Disgruntled lawmakers, candidates and their supporters called for Afghanistan's parliamentary election to be scrapped on Tuesday, with no results declared more than six weeks after the poll amid major fraud concerns. About 150 protesters took to the streets in the capital, Kabul, describing the September 18 election as illegal and undemocratic. The demonstrators, including several prominent MPs, marched past one of the gates to President Hamid Karzai's palace.
"This election was full of fraud. We should hold another election this time next year," said Najla Anjila, a female candidate from Kabul. Many others agreed. "This election was unlawful and we do not accept it. We urge President Karzai to annul this fraudulent election," one protester shouted through a loudspeaker.

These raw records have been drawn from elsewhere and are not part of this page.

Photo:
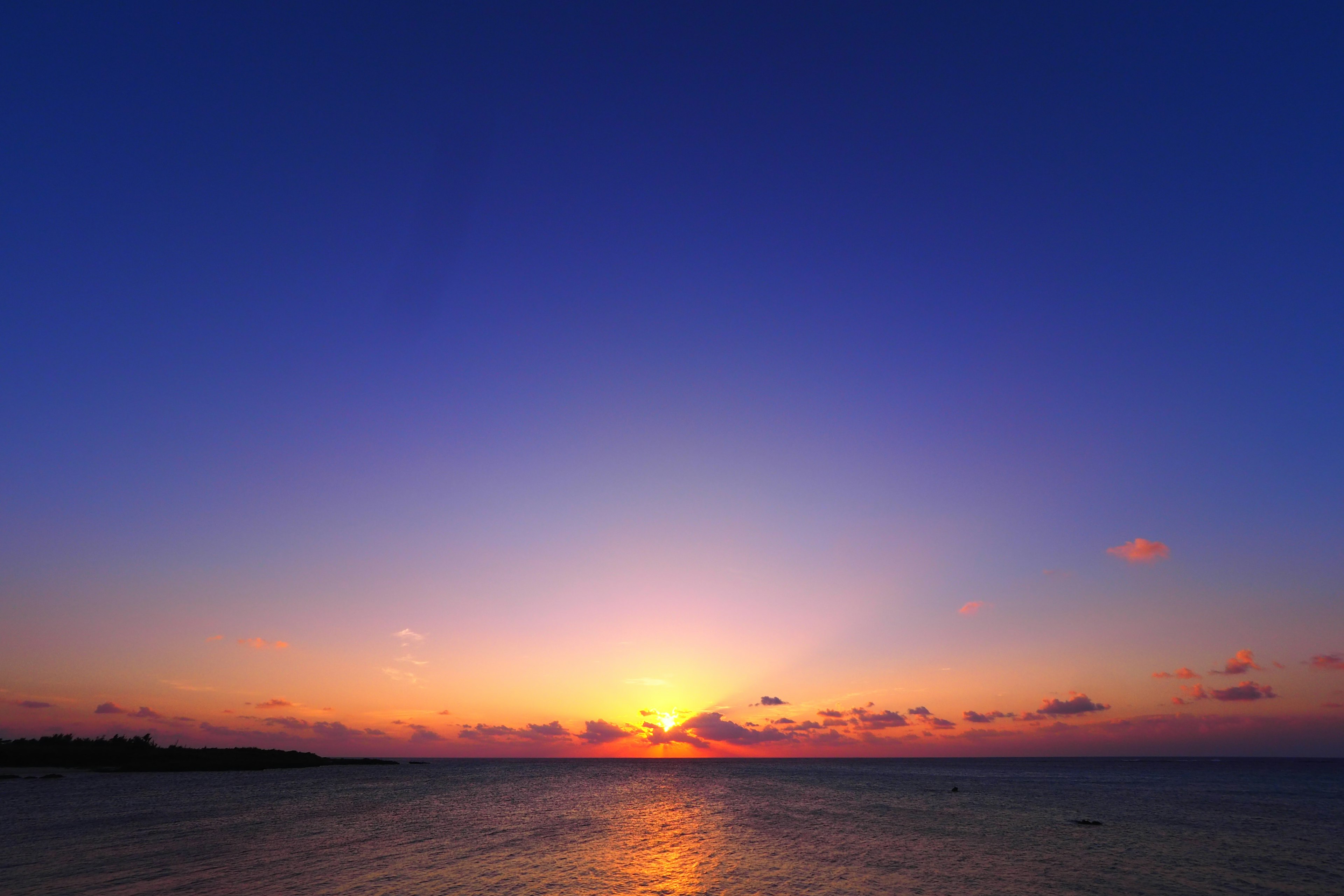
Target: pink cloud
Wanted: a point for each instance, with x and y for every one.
(601, 733)
(1245, 691)
(986, 718)
(1237, 665)
(1181, 673)
(1140, 551)
(552, 731)
(261, 644)
(1078, 703)
(287, 722)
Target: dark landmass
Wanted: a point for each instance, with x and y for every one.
(143, 754)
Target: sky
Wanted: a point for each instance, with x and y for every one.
(674, 379)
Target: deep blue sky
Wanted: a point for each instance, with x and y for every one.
(298, 293)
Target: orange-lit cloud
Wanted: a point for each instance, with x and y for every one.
(1245, 691)
(986, 718)
(1140, 551)
(601, 733)
(549, 733)
(1181, 673)
(1237, 665)
(1077, 705)
(261, 644)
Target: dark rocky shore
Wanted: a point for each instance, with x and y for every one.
(143, 754)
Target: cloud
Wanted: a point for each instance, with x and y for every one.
(1237, 665)
(287, 722)
(1078, 703)
(986, 718)
(261, 644)
(331, 730)
(219, 730)
(1181, 673)
(534, 733)
(1140, 551)
(603, 733)
(1245, 691)
(878, 721)
(402, 675)
(1194, 692)
(421, 733)
(713, 726)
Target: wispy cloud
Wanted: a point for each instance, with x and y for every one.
(1181, 673)
(552, 731)
(287, 722)
(1245, 691)
(261, 644)
(1238, 665)
(1140, 551)
(1077, 705)
(601, 733)
(986, 718)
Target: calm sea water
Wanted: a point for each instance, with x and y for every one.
(686, 827)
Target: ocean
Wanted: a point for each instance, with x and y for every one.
(686, 827)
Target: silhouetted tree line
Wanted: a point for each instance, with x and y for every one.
(142, 754)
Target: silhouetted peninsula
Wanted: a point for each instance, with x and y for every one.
(143, 754)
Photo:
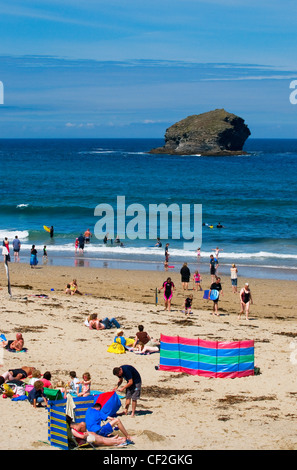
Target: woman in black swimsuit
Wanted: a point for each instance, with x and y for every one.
(245, 300)
(169, 288)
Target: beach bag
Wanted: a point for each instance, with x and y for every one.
(116, 348)
(52, 394)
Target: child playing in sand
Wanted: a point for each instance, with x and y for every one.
(16, 345)
(36, 375)
(86, 385)
(74, 288)
(60, 385)
(36, 395)
(74, 384)
(46, 379)
(197, 281)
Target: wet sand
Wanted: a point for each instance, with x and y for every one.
(176, 411)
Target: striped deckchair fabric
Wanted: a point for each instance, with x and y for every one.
(57, 425)
(207, 358)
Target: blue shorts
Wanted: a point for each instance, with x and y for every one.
(105, 430)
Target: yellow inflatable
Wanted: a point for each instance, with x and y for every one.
(117, 348)
(8, 390)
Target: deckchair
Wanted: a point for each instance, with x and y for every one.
(76, 440)
(58, 427)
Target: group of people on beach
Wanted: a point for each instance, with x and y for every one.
(168, 286)
(97, 428)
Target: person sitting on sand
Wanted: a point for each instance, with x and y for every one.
(141, 338)
(98, 324)
(120, 343)
(46, 379)
(152, 346)
(36, 375)
(86, 385)
(16, 345)
(74, 288)
(74, 383)
(81, 434)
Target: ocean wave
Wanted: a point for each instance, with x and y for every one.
(159, 252)
(10, 234)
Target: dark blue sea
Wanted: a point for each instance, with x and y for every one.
(60, 182)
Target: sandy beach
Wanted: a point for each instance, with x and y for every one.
(176, 411)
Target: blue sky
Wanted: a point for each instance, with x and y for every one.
(133, 68)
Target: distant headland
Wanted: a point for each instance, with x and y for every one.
(213, 133)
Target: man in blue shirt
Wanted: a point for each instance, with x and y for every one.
(132, 387)
(94, 416)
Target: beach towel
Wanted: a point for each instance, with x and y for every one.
(14, 350)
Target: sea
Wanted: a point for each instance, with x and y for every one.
(60, 183)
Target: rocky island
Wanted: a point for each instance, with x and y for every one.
(213, 133)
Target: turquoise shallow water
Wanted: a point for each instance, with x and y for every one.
(60, 182)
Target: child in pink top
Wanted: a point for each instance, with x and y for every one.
(86, 385)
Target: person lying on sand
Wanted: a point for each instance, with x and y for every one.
(94, 418)
(74, 288)
(80, 432)
(98, 324)
(16, 374)
(16, 344)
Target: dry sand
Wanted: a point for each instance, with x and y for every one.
(176, 411)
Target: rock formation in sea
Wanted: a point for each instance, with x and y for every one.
(213, 133)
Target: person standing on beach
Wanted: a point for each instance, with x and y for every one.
(216, 286)
(245, 301)
(234, 272)
(169, 288)
(198, 254)
(185, 276)
(33, 258)
(16, 244)
(132, 387)
(217, 251)
(81, 243)
(6, 245)
(213, 264)
(166, 251)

The ballot for the lower house of parliament, or wolesi jirga, went ahead despite a Taliban threat to disrupt it but already close to a quarter of the votes have been disqualified by the country's election commission.

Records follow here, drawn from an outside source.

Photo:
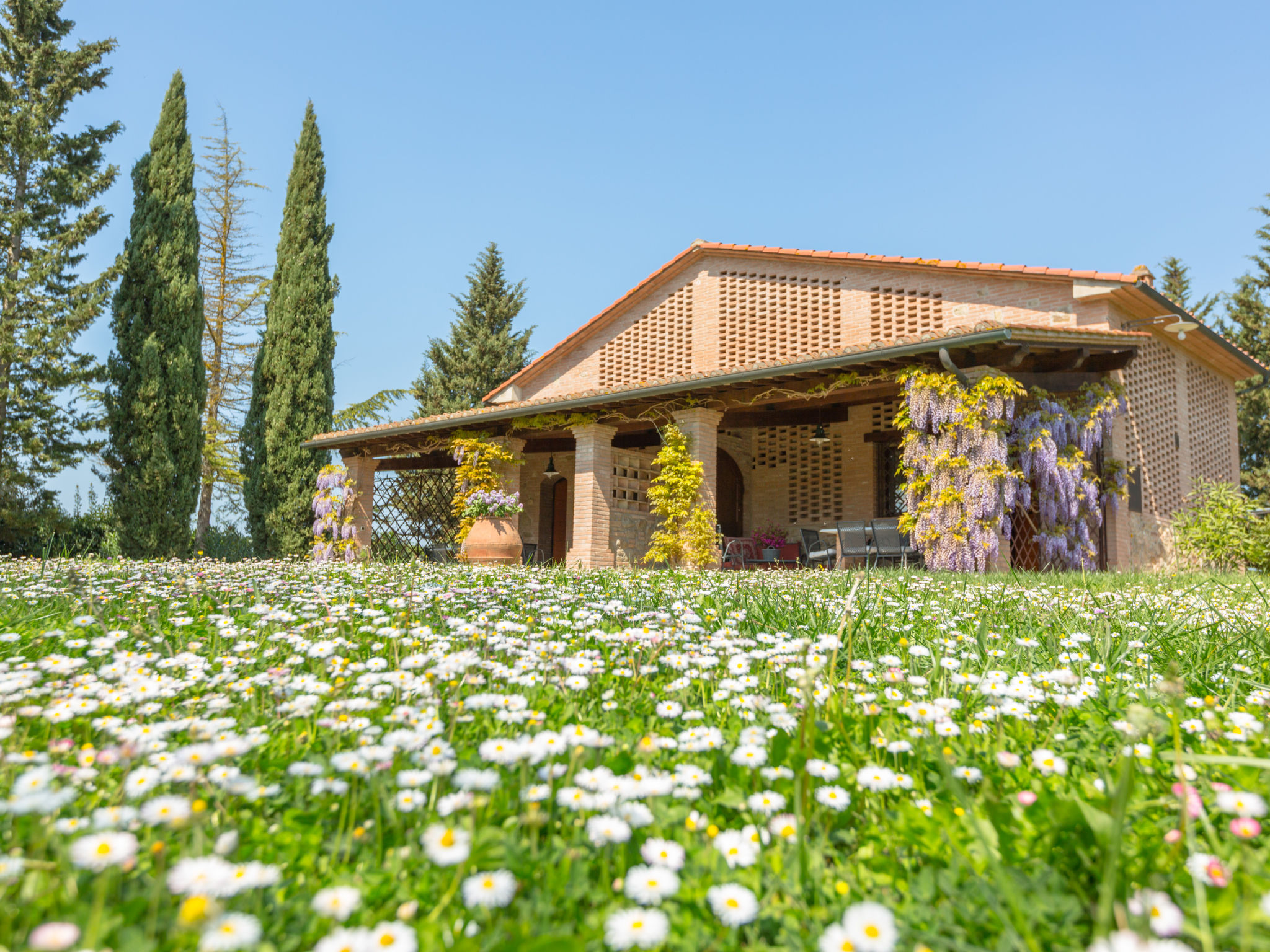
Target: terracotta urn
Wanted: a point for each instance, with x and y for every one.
(492, 541)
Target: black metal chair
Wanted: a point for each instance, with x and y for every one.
(889, 542)
(817, 552)
(854, 541)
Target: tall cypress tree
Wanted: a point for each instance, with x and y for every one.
(483, 351)
(51, 178)
(156, 379)
(294, 379)
(1175, 284)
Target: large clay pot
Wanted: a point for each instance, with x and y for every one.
(492, 542)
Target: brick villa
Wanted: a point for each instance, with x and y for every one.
(746, 348)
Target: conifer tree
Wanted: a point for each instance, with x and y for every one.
(51, 178)
(483, 351)
(294, 379)
(1175, 284)
(1248, 312)
(156, 385)
(233, 299)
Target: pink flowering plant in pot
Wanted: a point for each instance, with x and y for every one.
(493, 505)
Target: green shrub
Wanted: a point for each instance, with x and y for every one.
(1220, 530)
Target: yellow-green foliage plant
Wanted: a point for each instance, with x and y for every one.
(686, 530)
(477, 457)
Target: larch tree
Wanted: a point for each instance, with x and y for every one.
(233, 299)
(156, 380)
(293, 379)
(483, 351)
(1175, 284)
(51, 178)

"Some members of the government, members of the Independent Election Commission (IEC) were involved in the fraud. It is against the constitution of Afghanistan and we call this election ... completely illegal," said candidate Muheen Marastial. The credibility of the vote will weigh heavily when US President Barack Obama reviews his Afghanistan war strategy in December amid rising violence and sagging public support. It will also likely be discussed at a Nato summit in Lisbon this month.
While thousands of formal and informal complaints have been pouring in about the election since polling day, there had until Tuesday been few calls for the ballot to be held again. Final results were due at the end October but have been pushed back by at least several weeks while a UN-backed watchdog sifts through the thousands of complaints.

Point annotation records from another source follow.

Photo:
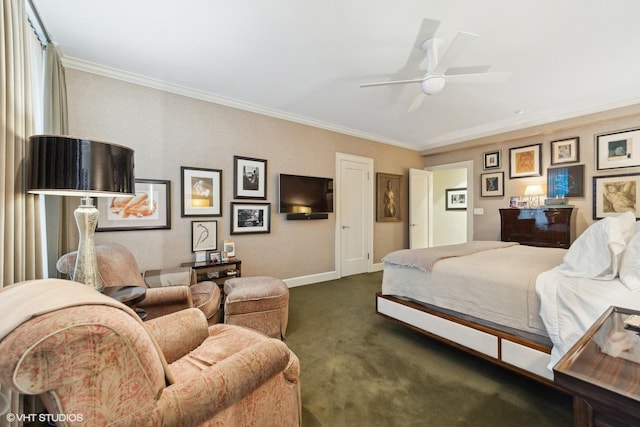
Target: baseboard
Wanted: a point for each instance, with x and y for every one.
(312, 278)
(321, 277)
(377, 267)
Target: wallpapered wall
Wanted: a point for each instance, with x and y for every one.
(487, 226)
(168, 131)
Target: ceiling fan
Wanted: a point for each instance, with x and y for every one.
(439, 71)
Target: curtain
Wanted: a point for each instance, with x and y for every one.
(60, 237)
(20, 249)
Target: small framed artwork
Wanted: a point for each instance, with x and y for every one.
(565, 151)
(250, 218)
(388, 197)
(565, 181)
(215, 257)
(491, 159)
(525, 161)
(204, 236)
(492, 184)
(249, 178)
(613, 195)
(201, 191)
(230, 249)
(148, 209)
(456, 199)
(618, 149)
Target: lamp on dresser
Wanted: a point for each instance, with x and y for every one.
(67, 166)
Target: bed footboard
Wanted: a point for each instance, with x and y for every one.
(516, 353)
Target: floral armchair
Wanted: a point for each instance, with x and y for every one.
(88, 355)
(168, 290)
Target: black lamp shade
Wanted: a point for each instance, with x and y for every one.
(64, 165)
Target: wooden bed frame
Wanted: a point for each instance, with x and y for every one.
(518, 354)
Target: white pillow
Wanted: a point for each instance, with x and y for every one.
(630, 264)
(597, 252)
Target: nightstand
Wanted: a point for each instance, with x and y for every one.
(602, 370)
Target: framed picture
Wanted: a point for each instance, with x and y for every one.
(215, 257)
(248, 218)
(204, 236)
(492, 184)
(613, 195)
(565, 151)
(565, 181)
(249, 178)
(148, 209)
(201, 192)
(229, 249)
(491, 159)
(525, 161)
(618, 149)
(456, 199)
(388, 201)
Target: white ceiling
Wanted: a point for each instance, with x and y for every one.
(305, 60)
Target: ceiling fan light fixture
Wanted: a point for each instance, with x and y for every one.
(432, 85)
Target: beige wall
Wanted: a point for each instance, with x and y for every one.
(450, 227)
(487, 226)
(168, 131)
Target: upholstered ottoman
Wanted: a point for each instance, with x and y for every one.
(258, 302)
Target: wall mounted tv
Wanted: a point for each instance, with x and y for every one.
(305, 197)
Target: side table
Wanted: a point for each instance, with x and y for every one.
(129, 296)
(217, 272)
(602, 372)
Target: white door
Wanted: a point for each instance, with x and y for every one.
(354, 221)
(419, 208)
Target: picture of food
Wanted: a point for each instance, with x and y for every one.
(138, 206)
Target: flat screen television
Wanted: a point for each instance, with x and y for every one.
(305, 195)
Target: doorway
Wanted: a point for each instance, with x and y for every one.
(354, 214)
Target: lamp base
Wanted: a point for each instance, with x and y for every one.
(86, 270)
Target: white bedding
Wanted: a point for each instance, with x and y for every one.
(570, 305)
(484, 285)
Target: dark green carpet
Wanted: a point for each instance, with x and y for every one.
(360, 369)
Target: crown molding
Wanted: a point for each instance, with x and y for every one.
(138, 79)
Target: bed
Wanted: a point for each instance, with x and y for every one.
(519, 306)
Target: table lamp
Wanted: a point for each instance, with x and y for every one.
(67, 166)
(531, 191)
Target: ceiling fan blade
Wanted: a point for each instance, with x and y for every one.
(417, 102)
(462, 41)
(497, 77)
(476, 69)
(392, 82)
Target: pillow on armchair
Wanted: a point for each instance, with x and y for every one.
(118, 267)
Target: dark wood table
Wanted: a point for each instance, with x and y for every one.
(602, 370)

Western nations have been wary of following Afghan officials in dubbing the election a success after the fiasco of last year's fraud-marred presidential ballot. The top UN envoy in Afghanistan said last month "considerable fraud" had taken place. But Daoud Sultanzoy, a popular MP from Ghazni, a volatile province south-west of the capital, said Western donors had so far offered only a muted reaction because they were keen to put the election behind them.
"This is very dangerous and it will come back to haunt them," Sultanzoy told Reuters. Sultanzoy, who according to preliminary results will not be re-elected, accused election commission officials of taking tens of thousands of dollars in bribes from winning candidates and said most of his votes had been disqualified unfairly.